This is the third day of my participation in Gwen Challenge

Relearn JavaScript in a series of articles…

Scene:

There is an array: [1,2,1,2,3,4,3]. The algorithm is used to duplicate the elements in the array, and the final array is [1,2,3,4].

1. Go through the number group

Create an array inside the function and iterate over the array passed in. If the iterated value is not in the new array, it is added to it, otherwise it is not processed.

function unique(array){ let result = [] for(let i=0; i<array.length; I++) {if (result. IndexOf (array [I]) = = = 1) {/ / numerical result. No new array push (array) [I]}} return result} unique / / (,2,1,2 [1]) [1, 2]Copy the code

2. Use object key-value pairs

Create a new js object and a new array. Check whether the current value is the key of the js object. If yes, the element already exists and no action is taken. If the element is present for the first time, insert the key into the js object and insert the new array.

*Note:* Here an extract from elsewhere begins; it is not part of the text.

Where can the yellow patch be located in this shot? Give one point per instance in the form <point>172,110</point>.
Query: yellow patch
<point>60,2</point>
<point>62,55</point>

function unique(arrays){ let obj = {}, result = [], val, type; for(let i=0; i<arrays.length; I ++){val = arrays[I] // The same Number and String keys return the same values. obj[val]){ obj[val] = [type] result.push(val) }else if(obj[val].indexOf(type)===-1){ // obj[val].push(type) Result. The push return result (val)}}} unique ([' 1 ', 1,1,2,3,2,3]) / / [' 1 ', 1, 2, 3]Copy the code

3. Sort first, then undo

Sort (); sort(); sort(); sort();

function unique(arrays){ let result = [arrays[0]] arrays.sort((a,b)=>a-b) for(let i=0; i<arrays.length; i++){ if(arrays[i]! = = the result [result. The length - 1]) {result. Push (arrays [I])}} return result} unique (,4,5,7,4 [1]) / /,4,5,7 [1]Copy the code

4. Iterate the number group first

We specify the index I and j of the loop respectively. The initial value of j is I +1. In each layer of the loop, compare whether the values of indexes I and J are equal. If the values are equal, it means that the same values appear in the array. Therefore, update indexes I and J, and then compare the values of the new indexes. At the end of the loop, we get an index value, I, that doesn’t have the same value to the right of, and we push it into the result array.

function unique(arrays){ let result = [] for(let i=0,l=arrays.length; i<arrays.length; i++){ for(let j=i+1; j<l; j++){ if(arrays[i]===arrays[j]){ j = ++i } } result.push(arrays[i]) } return result }Copy the code

5. Based on reduce() function

Similar to algorithm 2, use a key-value object to check whether the key is repeated in the reduce() function loop.

function unique(arrays){ let obj = {},type; return arrays.reduce(function(preVal,curVal){ type = typeof curVal if(! obj[curVal]){ obj[curVal] = [type] preVal.push(curVal) }else if(obj[curVal].indexOf(type)<0){ obj[curVal].push(type) PreVal. Push (curVal)} return preVal}, [])} unique (/,2,3,1,2,3 1, '1') / / [1, 2, 3, "1"]Copy the code

6. Use the Set data structure of ES6

A Set is a data structure similar to an array, except that its members are unique.

function unique(arrays){ 
   return Array.from(new Set(arrays))
}
Copy the code

7. Use the Map data structure of ES6

Map is a structure that stores data based on key-value. Each key can only correspond to a unique value. In addition, the Map key identifies data of different types. That is, 1 and “1” are treated as different keys in the Map.

function unique(arrays){ let map = new Map() return arrays.filter(item=> ! map.has(item) && map.set(item,1) ) }Copy the code

8. To summarize

So far we have summarized seven algorithms for array de-duplication.